Seven years after Superstorm Sandy devastated New York City and coastal New Jersey, government officials are gearing up to build a long-awaited seawall system that will help protect the south shore of Staten Island, the borough that sits in New York Harbor, south of Manhattan.
Sandy made this area of Staten Island particularly vulnerable to future storms, according to the U.S. Army Corps of Engineers. In February, lawmakers announced that the state of New York and the Corps had agreed on the terms of a Project Partnership Agreement (PPA), making it possible to move forward on the $615 million seawall construction. Finalization of the agreement means that New York City has been able to transfer $215 million to the Corps so work on the project can begin.

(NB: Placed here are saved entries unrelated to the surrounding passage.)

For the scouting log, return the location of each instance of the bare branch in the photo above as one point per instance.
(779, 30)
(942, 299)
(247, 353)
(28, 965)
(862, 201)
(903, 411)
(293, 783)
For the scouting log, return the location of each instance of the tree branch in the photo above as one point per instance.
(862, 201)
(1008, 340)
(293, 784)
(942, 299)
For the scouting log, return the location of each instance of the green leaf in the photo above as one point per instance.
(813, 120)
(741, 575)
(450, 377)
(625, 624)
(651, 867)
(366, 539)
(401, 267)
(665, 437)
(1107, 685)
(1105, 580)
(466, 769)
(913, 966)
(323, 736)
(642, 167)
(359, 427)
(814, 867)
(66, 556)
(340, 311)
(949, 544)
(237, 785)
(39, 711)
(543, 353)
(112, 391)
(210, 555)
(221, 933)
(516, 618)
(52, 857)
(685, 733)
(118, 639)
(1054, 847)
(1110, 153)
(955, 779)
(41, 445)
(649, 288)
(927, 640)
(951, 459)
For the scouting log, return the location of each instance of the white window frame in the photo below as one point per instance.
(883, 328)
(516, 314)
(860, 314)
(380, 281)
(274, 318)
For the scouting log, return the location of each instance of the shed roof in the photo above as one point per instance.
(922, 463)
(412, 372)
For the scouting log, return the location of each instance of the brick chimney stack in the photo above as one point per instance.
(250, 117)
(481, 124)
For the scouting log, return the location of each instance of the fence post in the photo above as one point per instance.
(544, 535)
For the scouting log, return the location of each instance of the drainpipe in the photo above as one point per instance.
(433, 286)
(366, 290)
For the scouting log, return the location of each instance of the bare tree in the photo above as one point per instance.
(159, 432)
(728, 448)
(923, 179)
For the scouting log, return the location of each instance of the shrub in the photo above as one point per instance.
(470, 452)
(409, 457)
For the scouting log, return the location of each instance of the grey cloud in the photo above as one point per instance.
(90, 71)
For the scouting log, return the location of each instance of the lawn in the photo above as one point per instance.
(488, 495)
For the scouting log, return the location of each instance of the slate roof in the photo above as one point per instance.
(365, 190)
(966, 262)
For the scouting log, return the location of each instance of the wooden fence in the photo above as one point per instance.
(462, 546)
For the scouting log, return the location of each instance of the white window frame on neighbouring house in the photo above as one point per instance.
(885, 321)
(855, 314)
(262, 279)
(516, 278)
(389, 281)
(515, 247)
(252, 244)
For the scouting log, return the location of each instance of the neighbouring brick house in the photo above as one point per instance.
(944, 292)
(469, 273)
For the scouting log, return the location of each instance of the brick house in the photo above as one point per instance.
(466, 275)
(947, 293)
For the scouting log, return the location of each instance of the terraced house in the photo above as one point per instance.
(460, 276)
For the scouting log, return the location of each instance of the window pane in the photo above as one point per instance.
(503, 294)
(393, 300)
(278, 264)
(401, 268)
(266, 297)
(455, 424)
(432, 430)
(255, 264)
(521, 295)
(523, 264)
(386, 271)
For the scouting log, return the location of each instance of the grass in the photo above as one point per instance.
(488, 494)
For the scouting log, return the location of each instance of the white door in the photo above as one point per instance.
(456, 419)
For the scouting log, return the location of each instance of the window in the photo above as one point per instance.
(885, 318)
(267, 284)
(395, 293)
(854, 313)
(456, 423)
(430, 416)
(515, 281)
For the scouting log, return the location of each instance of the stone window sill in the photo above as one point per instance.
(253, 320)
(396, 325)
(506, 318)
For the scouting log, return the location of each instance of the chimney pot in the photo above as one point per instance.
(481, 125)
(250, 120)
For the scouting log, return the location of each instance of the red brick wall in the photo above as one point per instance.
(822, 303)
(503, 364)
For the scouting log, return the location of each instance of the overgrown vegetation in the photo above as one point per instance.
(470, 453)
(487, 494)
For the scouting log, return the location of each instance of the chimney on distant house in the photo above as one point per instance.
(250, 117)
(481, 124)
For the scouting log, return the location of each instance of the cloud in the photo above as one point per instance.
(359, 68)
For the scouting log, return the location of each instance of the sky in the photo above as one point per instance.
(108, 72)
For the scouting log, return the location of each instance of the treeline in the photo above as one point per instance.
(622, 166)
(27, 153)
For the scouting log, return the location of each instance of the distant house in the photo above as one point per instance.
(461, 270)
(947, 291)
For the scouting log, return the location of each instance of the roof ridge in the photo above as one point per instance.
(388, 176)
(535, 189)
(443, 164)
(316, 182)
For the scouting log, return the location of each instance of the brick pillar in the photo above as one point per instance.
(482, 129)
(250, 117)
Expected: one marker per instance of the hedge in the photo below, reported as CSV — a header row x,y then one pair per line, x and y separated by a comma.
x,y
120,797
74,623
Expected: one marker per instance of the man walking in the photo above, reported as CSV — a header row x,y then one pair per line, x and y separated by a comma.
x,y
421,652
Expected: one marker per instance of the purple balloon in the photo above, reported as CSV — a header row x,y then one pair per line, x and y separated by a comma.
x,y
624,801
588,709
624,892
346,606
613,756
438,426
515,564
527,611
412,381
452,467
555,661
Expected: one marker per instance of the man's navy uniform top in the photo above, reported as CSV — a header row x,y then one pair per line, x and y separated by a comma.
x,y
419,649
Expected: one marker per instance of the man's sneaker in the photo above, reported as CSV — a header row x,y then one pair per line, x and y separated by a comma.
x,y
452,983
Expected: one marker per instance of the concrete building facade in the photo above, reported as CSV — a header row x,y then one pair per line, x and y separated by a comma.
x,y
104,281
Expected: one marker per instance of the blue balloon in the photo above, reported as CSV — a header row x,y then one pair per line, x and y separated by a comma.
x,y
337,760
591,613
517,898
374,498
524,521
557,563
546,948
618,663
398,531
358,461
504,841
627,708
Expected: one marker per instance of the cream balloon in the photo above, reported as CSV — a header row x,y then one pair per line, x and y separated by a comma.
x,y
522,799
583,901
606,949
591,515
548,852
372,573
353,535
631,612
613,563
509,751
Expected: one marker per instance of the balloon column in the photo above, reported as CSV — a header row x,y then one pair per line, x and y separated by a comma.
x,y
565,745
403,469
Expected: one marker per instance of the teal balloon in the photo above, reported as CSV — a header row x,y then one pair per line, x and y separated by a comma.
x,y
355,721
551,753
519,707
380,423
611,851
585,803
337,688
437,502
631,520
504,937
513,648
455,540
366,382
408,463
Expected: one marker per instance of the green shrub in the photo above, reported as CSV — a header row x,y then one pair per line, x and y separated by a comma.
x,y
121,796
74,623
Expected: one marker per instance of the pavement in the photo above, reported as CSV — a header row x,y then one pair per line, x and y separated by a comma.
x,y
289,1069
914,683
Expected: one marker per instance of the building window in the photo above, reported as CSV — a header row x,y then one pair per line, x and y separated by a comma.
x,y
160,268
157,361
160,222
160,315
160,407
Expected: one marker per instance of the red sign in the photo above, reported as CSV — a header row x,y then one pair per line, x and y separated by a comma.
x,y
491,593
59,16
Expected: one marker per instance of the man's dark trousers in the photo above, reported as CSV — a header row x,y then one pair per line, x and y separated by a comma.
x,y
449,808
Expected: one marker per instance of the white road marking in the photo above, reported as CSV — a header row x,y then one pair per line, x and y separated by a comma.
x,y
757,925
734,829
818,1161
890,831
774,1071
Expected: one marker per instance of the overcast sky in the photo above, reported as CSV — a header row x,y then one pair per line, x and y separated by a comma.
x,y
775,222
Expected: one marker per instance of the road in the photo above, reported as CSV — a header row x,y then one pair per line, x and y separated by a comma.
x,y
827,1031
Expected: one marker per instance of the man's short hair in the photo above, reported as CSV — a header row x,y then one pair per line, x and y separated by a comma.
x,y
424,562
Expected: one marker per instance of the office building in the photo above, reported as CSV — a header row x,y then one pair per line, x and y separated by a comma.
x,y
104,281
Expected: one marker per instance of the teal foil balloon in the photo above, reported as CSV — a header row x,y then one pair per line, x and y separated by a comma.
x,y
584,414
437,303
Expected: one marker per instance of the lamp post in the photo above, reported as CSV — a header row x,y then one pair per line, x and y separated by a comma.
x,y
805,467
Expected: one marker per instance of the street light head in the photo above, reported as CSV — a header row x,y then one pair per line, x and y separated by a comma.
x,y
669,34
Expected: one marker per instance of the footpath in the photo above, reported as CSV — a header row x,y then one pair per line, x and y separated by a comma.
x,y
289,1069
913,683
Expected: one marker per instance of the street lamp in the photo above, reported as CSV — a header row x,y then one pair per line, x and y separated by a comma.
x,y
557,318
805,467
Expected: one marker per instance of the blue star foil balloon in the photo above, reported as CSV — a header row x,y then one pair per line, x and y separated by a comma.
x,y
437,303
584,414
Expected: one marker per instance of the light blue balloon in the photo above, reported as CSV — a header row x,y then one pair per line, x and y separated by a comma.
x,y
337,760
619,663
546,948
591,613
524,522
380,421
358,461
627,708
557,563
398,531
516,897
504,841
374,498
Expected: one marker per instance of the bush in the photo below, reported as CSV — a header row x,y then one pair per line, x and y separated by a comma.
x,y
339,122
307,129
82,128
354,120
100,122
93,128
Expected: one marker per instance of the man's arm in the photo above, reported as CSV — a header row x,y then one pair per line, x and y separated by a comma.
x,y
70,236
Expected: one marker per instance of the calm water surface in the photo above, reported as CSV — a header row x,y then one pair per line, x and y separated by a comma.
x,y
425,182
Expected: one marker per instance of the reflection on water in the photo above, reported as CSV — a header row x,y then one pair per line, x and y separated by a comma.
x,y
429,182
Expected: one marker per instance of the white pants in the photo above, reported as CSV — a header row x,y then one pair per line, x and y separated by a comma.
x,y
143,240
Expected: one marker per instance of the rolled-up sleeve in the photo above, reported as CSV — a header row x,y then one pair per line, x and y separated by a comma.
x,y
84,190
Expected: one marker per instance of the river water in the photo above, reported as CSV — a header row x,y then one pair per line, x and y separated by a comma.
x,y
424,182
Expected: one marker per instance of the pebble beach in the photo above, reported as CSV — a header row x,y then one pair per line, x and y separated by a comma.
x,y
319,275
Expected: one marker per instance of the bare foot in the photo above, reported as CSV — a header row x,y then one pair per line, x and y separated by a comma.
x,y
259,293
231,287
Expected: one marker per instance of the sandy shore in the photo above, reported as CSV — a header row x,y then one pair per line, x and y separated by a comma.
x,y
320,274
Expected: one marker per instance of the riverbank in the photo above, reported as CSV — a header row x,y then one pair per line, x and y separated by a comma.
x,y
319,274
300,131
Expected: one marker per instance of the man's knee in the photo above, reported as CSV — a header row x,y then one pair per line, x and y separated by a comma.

The PPA identified the funding and work execution responsibilities for the Corps and its non-federal-government partners. The agreement also cleared the way for a federal contribution of $400 million. New York City has set aside $65 million for the seawall project and New York state will contribute $151 million.
Seawall system specs
The Staten Island seawall system construction is scheduled to begin in 2020. Also referred to as a multi-use elevated promenade, the system will stretch approximately 5.3 miles from Oakwood Beach to Fort Wadsworth. It will include:
- 4.5 miles of buried seawall
- 0.6 mile levee gate
- 0.35 miles of floodwalls
- 180 acres of ponding areas
- 46 acres of tidal wetlands
- 300 acres of natural water storage
Intended to make Staten Island's low-lying, flood-prone areas more resilient to future storms, the system also was designed to protect vital infrastructure, including a wastewater plant, Staten Island University Hospital, police and fire stations, schools and community senior centers. During Sandy, 80% of structures in the future seawall's protected area sustained damage as floodwaters of more than 10 feet deep — 4 feet higher than the prior record — contributed to 43 fatalities in New York City, 24 on Staten Island alone.
During the hurricane, water depth peaked at 12.5 feet above sea level; the Corps plan will put maximum protection of the buried seawall at 19.4 feet above sea level. With the addition of the planned boardwalk on top of the levee, that rises to 21.4 feet.